Symptoms:

• Applications interacting with an NFSv3 mount experience a hang on hard mounted NFSv3 mounts or an error on soft mounted NFSv3 mounts after more than 15 minute upstream data path failure
• The virtual machine performance increasingly degrades with the time it resides in an NFS hung state

VMware NSX for vSphere 6.2.x
VMware NSX for vSphere 6.1.x
VMware NSX for vSphere 6.0.x

This issue occurs when upstream connectivity issues last for longer than 15 minutes and the sunrpc/NFSv3 package attempts to reuse the original source and destination port of the previous connection without properly sending an RST on FIN packet.

Because of this, the TCP flow is not expired in the NSX Distributed Firewall (DFW), causing it to reject any new SYNs sent on the same source/destination port.

This is a known issue affecting VMware NSX for vSphere 6.x.
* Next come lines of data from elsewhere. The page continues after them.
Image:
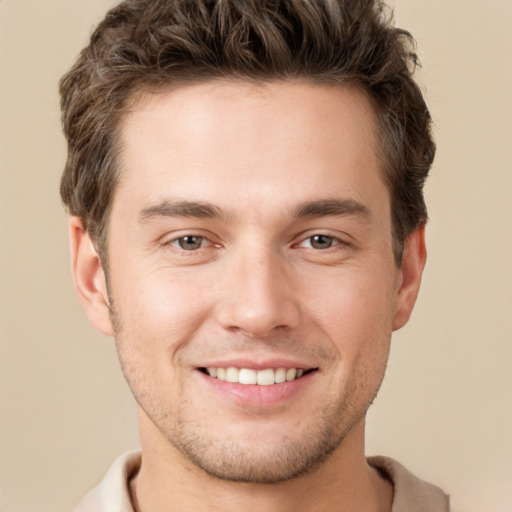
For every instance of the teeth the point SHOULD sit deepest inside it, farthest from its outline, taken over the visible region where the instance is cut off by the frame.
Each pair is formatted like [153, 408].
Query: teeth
[265, 377]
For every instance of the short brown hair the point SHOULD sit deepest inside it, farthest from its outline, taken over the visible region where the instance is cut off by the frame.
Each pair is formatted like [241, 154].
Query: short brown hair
[152, 44]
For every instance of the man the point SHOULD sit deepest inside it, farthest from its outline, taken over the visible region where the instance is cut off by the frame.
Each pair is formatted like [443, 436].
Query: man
[245, 186]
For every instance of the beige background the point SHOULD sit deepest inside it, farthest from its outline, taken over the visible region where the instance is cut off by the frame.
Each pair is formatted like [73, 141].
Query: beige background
[445, 406]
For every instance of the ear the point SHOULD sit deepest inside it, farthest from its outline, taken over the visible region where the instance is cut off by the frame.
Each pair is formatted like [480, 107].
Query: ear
[413, 263]
[89, 278]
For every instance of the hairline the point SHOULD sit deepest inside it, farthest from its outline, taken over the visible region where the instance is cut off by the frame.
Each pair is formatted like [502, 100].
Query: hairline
[136, 98]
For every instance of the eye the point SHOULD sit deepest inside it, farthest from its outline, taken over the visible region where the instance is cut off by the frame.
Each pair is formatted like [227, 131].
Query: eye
[190, 242]
[320, 242]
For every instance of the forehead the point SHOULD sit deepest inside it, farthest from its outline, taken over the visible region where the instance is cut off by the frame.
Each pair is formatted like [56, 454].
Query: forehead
[234, 142]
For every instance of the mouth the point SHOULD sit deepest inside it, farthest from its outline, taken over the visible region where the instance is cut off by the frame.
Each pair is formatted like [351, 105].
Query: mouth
[250, 376]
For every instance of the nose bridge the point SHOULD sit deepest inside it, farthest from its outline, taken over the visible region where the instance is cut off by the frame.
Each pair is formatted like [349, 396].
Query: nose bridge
[258, 293]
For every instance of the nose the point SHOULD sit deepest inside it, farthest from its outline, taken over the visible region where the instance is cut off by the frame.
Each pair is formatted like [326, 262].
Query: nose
[258, 295]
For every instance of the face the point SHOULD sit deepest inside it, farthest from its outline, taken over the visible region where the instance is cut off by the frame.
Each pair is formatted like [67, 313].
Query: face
[251, 273]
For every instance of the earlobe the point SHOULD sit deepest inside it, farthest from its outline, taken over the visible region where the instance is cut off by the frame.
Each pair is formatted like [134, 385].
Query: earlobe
[413, 263]
[89, 277]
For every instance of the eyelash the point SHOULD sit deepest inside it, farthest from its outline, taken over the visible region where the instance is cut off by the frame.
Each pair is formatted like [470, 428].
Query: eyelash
[206, 242]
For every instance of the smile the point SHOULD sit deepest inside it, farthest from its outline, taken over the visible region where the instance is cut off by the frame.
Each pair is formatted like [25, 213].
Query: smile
[248, 376]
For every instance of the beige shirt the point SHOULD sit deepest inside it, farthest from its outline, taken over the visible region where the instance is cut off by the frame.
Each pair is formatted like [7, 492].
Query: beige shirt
[410, 493]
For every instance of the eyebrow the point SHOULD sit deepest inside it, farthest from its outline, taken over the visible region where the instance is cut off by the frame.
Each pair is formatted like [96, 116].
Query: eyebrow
[167, 208]
[205, 210]
[332, 207]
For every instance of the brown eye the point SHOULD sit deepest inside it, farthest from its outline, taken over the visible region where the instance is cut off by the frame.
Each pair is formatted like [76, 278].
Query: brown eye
[190, 242]
[321, 241]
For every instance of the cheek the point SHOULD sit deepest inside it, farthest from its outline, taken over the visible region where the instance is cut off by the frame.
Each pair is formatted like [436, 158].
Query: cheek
[158, 313]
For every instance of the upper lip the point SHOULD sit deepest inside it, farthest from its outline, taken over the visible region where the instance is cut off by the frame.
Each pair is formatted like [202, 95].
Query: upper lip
[257, 364]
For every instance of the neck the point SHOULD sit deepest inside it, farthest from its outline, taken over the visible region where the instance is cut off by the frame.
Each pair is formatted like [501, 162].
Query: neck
[167, 482]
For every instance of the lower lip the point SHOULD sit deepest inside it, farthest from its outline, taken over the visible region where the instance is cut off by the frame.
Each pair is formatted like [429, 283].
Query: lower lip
[251, 395]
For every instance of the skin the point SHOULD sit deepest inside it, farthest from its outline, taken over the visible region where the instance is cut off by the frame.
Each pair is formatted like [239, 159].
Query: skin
[254, 171]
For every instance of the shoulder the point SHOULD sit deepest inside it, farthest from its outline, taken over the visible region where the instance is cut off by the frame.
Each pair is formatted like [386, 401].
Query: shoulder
[112, 493]
[411, 494]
Currently, there is no resolution.

To verify that you are experiencing this issue:

1. Run the netstat -n |grep 2049 command and look for any SYN_SENT lines on the virtual machine that is experiencing the issue.
   
   For example:
   
   netstat -n |grep 2049
   
   tcp 0 0 172.x.x.x:936 172.x.x.x:2049 SYN_SENT
   
   
2. On the ESXi host where the virtual machine resides, run this command to find the associated DFW filter name for the virtual machine/virtual NIC:
   
   # summarize-dvfilter | less
   
   You see output similar to:
   
   world 59441 vmm0:test1 vcUuid:'xx xx xx xx'
   port 67108909 test1.eth0
   vNic slot 2
   name: nic-59441-eth0-vmware-sfw.2
   agentName: vmware-sfw
   state: IOChain Attached
   vmState: Detached
   failurePolicy: failClosed
   slowPathID: none
   filter source: Dynamic Filter Creation
   
   
3. Dump the current flows for the filter, if an existing flow is in place for the same Source port / Destination port pair the issue is present:
   
   [root@host:~] vsipioctl vsipfwcli -f nic-59441-eth0-vmware-sfw.2 -c 'describe connection stat;'
   0x5608efe80000e0c3 af 2 ethertype 0x0800 proto tcp 172.xx.xx.xx:41510 -> 172.xx.xx.xx:80 e6 24a 5 3
   0x5608efe80000e0c4 af 2 ethertype 0x0800 proto tcp 172.xx.xx.xx:41512 -> 172.xx.xx.xx:80 e6 24a 5 3
   0x5608efe80000e0c5 af 2 ethertype 0x0800 proto tcp 172.xx.xx.xx:41518 -> 172.xx.xx.xx:80 e6 29a 5 5
   0x5608efe80000e0c6 af 2 ethertype 0x0800 proto tcp 172.xx.xx.xx:936 -> 172.xx.xx.xx:2049 55e8 44288 92 d4
   0x5608efe80000e0c7 af 2 ethertype 0x0800 proto tcp 172.xx.xx.xx:41520 -> 172.xx.xx.xx:80 10e 272 6 4

To work around this issue, use one of these options:

• Add the affected virtual machine to the NSX Manager exclusion list, and then remove it from the exclusion list. This removes all currently tracked flows and re-applies the Firewall. For more information, see the Exclude Virtual Machines from Firewall Protection section in the NSX Administration Guide.

• Add all Linux virtual machines utilizing NFS to the Exclusion list, or disable the NSX Distributed Firewall in the Cluster where these virtual machines reside.

• Implement NFSv4, which properly sends a RST when tearing down the established connection prior to moving to SYN_SENT state.

Note: The preceding link was correct as of October 27, 2015. If you find the link is broken, please provide feedback and a VMware employee will update the link.

This is an issue that pertains to the TCP behavior of the Linux sunrpc / NFSv3 packages.